The purpose of data layout is to minimize data transfer time while meeting task execution requirements. Any one task execution needs to satisfy two conditions: (1) the task is scheduled to be executed in a data center; (2) the input data sets required for this task are already in the data center. Since the time for scheduling tasks to a data center is much shorter than the transmission time for transmitting data to the data center, the data layout is mainly focused on herein, and the task scheduling is not the focus of the text, so that the task is scheduled to be executed by the data center with the least transmission time overhead. Whole data layoutThe definition of the scheme is S ═ (DS, DC, Map, T)_total) Wherein Map ═ U_{i＝1,2,...,|DS|}{＜dc_i,ds_k,dc_j> "indicates the mapping of the data set DS to the data center DC, a certain mapping<dc_i,ds_k,dc_j>Representing a data set ds_kFrom the source data centre dc_iTransmitting to a target data center dc_jThe data transmission time generated by this process is shown in equation (6). T is_totalThe total time overhead caused by data transmission across data centers during data layout is shown as formula (7).

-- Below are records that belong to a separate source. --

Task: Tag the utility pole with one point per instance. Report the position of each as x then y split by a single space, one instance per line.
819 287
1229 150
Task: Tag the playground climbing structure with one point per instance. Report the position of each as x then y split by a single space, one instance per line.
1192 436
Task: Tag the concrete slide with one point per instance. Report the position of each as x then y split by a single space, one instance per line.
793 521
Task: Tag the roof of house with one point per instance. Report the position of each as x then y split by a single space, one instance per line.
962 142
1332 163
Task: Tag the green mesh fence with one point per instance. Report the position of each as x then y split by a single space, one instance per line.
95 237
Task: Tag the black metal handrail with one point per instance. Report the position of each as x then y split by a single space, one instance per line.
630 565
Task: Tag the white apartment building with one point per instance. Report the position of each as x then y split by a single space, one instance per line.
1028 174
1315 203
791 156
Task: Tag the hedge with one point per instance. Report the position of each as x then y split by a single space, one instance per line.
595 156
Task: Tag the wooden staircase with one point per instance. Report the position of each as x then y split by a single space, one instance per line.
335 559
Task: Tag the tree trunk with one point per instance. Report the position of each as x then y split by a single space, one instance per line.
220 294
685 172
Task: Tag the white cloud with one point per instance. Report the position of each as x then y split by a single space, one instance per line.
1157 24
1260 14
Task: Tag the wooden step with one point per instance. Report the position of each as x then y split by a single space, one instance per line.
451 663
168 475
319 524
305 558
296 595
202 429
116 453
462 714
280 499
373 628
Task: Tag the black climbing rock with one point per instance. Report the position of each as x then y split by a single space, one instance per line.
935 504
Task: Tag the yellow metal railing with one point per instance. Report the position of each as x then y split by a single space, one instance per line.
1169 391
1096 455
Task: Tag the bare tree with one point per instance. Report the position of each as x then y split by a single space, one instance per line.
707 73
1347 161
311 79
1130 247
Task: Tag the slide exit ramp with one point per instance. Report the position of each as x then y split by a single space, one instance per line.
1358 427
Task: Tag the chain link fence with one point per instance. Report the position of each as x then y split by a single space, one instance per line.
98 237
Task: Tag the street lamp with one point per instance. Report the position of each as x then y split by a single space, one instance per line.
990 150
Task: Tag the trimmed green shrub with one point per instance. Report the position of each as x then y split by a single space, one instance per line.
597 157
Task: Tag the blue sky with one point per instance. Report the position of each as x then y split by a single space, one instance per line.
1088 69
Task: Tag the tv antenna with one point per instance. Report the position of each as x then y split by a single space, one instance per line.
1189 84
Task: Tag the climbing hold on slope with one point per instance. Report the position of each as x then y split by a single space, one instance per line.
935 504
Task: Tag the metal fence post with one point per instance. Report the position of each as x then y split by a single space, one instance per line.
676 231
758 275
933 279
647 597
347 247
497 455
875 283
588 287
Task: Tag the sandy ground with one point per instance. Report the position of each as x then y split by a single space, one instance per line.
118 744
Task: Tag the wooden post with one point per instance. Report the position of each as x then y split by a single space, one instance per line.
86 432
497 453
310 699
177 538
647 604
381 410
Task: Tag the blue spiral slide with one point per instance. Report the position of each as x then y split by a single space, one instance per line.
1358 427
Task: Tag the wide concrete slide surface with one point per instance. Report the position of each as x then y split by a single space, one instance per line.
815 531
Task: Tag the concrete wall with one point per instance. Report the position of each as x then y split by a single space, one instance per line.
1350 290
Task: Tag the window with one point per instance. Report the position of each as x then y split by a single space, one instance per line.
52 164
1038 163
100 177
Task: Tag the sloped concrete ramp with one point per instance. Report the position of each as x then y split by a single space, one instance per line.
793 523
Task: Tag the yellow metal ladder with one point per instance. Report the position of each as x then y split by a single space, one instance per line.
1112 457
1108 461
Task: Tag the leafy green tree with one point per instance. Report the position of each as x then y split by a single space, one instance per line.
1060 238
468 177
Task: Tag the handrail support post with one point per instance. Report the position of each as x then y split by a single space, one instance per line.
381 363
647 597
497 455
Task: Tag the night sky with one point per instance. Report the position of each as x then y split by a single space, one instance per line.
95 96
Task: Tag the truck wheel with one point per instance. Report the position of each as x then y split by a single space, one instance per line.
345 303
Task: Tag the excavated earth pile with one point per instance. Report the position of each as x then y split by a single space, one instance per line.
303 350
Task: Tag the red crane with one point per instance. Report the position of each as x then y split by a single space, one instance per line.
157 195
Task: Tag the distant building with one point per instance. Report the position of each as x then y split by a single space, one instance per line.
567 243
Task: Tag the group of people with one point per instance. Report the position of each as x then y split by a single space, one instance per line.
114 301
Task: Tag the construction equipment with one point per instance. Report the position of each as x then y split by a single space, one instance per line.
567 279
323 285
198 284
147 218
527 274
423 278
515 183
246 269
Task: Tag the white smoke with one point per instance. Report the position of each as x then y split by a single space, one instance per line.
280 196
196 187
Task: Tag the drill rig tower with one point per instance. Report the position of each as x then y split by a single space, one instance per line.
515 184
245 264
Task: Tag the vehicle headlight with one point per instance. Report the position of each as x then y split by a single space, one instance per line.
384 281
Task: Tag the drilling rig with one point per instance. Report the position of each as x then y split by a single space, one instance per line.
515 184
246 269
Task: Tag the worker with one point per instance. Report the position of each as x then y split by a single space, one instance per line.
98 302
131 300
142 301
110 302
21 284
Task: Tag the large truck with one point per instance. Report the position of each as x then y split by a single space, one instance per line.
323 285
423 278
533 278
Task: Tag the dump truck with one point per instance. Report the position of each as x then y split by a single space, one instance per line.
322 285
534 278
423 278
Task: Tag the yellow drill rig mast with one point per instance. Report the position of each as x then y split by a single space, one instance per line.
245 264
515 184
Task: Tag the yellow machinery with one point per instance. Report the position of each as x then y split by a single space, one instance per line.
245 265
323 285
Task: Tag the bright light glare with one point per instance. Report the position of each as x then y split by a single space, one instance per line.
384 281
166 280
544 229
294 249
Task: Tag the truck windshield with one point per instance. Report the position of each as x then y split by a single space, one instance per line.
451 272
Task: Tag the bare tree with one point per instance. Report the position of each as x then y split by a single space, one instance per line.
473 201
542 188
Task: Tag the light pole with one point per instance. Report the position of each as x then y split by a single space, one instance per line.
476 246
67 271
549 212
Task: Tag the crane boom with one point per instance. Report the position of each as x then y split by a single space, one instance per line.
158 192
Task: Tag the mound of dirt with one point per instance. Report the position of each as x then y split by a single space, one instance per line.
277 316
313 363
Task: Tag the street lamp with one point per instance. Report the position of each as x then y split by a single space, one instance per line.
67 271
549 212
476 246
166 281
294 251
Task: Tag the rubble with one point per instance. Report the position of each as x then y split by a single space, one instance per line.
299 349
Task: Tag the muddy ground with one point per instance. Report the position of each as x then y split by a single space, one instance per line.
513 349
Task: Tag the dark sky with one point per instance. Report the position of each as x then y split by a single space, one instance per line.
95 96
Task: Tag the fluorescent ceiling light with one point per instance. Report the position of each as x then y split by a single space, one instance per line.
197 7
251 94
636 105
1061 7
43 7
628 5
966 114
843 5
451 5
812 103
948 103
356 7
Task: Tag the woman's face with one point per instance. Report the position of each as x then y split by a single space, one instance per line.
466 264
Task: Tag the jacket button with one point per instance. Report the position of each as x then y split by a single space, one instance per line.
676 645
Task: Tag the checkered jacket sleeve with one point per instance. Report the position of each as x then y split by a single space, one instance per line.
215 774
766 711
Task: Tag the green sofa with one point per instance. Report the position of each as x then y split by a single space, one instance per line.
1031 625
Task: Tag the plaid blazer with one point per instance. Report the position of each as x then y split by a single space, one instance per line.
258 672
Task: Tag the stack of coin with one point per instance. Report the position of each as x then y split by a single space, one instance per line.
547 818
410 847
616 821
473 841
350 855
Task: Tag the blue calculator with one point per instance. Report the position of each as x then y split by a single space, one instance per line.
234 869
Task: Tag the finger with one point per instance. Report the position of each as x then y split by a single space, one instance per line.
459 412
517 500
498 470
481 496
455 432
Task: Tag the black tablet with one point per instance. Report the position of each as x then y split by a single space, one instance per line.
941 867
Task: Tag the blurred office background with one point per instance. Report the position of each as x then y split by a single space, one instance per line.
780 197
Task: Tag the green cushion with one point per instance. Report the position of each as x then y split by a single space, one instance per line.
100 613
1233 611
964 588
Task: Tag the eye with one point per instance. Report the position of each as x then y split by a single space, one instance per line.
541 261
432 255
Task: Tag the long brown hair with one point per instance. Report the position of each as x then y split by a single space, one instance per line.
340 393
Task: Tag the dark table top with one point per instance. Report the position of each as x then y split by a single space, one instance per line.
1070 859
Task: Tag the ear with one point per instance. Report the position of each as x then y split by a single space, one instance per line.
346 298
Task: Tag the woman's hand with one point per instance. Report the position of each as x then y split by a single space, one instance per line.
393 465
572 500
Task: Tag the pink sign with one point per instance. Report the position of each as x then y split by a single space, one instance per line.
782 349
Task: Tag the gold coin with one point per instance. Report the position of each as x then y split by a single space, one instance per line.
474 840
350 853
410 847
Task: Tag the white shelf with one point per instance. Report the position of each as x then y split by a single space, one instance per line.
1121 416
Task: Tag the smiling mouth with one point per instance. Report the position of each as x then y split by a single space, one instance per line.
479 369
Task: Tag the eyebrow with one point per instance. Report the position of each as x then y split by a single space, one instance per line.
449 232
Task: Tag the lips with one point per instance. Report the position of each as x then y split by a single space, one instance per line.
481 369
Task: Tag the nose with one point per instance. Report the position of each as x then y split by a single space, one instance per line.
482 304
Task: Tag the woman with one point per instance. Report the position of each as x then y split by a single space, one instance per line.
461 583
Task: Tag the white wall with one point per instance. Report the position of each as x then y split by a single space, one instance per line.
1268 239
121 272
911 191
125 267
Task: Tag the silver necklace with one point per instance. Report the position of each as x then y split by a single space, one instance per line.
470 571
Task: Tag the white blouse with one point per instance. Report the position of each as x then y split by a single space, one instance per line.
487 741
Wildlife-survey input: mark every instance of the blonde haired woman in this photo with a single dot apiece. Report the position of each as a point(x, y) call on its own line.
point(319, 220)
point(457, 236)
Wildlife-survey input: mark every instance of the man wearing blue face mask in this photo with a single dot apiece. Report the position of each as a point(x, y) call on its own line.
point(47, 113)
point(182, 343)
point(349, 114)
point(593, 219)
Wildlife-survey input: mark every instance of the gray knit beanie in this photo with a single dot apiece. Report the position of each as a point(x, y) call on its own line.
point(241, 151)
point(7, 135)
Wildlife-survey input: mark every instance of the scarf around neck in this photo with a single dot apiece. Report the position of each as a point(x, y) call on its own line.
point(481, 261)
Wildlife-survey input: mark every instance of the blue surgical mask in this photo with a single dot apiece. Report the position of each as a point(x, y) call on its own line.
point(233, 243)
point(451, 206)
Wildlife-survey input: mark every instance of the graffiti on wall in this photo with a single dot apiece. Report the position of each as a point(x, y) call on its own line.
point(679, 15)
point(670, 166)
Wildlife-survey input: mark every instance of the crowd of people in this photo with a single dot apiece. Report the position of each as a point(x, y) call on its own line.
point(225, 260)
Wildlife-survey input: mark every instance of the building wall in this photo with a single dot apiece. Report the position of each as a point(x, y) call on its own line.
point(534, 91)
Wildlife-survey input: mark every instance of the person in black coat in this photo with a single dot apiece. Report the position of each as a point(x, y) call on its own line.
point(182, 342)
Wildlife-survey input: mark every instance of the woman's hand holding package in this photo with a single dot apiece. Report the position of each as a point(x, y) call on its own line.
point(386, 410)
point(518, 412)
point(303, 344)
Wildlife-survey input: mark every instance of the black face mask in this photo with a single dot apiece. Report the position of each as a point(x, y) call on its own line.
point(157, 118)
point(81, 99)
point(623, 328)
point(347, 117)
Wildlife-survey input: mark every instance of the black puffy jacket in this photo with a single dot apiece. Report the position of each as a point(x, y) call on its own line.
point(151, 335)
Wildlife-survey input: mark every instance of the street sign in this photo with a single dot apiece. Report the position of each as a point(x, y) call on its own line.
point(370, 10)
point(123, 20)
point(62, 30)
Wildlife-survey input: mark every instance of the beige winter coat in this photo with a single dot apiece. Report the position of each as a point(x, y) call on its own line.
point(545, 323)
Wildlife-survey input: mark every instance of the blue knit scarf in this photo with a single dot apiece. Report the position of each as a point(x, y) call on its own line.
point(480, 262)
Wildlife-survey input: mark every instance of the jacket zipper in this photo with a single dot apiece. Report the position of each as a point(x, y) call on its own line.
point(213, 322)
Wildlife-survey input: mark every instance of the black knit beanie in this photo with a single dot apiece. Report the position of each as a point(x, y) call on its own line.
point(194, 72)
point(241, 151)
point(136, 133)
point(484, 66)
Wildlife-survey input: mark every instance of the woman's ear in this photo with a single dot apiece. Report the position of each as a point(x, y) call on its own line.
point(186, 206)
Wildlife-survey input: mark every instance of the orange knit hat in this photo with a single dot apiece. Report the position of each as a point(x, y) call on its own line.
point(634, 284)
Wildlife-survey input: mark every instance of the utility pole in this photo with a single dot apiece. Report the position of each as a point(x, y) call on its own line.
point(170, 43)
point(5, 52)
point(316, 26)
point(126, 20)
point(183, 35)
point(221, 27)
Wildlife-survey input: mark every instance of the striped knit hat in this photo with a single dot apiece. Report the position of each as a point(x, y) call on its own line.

Based on the related definitions, the time delay optimization oriented scientific workflow data layout problem in the mixed cloud environment can be formally expressed as a formula (8), and the core idea is to pursue the total time overhead T_totalAt a minimum, while meeting the storage capacity limitations of each data center.

Wherein u is_ij{0,1} represents a data set ds_jWhether or not to be stored in data centre dc_iIf yes, u_ijIs 1, otherwise is 0. In the data layout process, data is continuously transmitted and migrated, so that capacity limitation judgment is carried out on a certain private cloud data center when new data are placed in the certain private cloud data center.

1.2 problem analysis

FIG. 1 is an example of a scientific workflow containing 5 tasks t₁,t₂,t₃,t₄,t₅}, 5 original input data sets { ds₁,ds₂,ds₃,ds₄,ds₅And 1 intermediate data set (ds)₆Composition, size of 6 datasets { dsize }₁,dsize₂,dsize₃,dsize₄,dsize₅,dsize₆Are {3GB,5GB,3GB,3GB,5GB,8GB }, respectively, where ds₄Is a private data set and must be stored in a data center dc₂The above. Task t₄Is { ds }₃,ds₄,ds₆Due to ds₄Must be fixedly stored in the data center dc₂So t is the privacy data of₄Must also be in the data center dc₂Is executed. Likewise, ds₅Must be stored in the data center dc₃Private data set of (1), t₅Must also be in the data center dc₃Is executed. FIGS. 2 and 3 are two data layout schemes, dc, respectively₁Is a public cloud data center, the storage capacity is infinite, and dc₂And dc₃The data transmission method is characterized in that the data transmission method comprises two private cloud data centers, the storage capacity is 20GB, the bandwidth between the private cloud data centers is about 10 times of the bandwidth from a public cloud data center to the private cloud data center, and therefore the size { band } of the bandwidth between 3 data centers is assumed₁₂,band₁₃,band₂₃Are {10M/s,20M/s,150M/s }, respectively.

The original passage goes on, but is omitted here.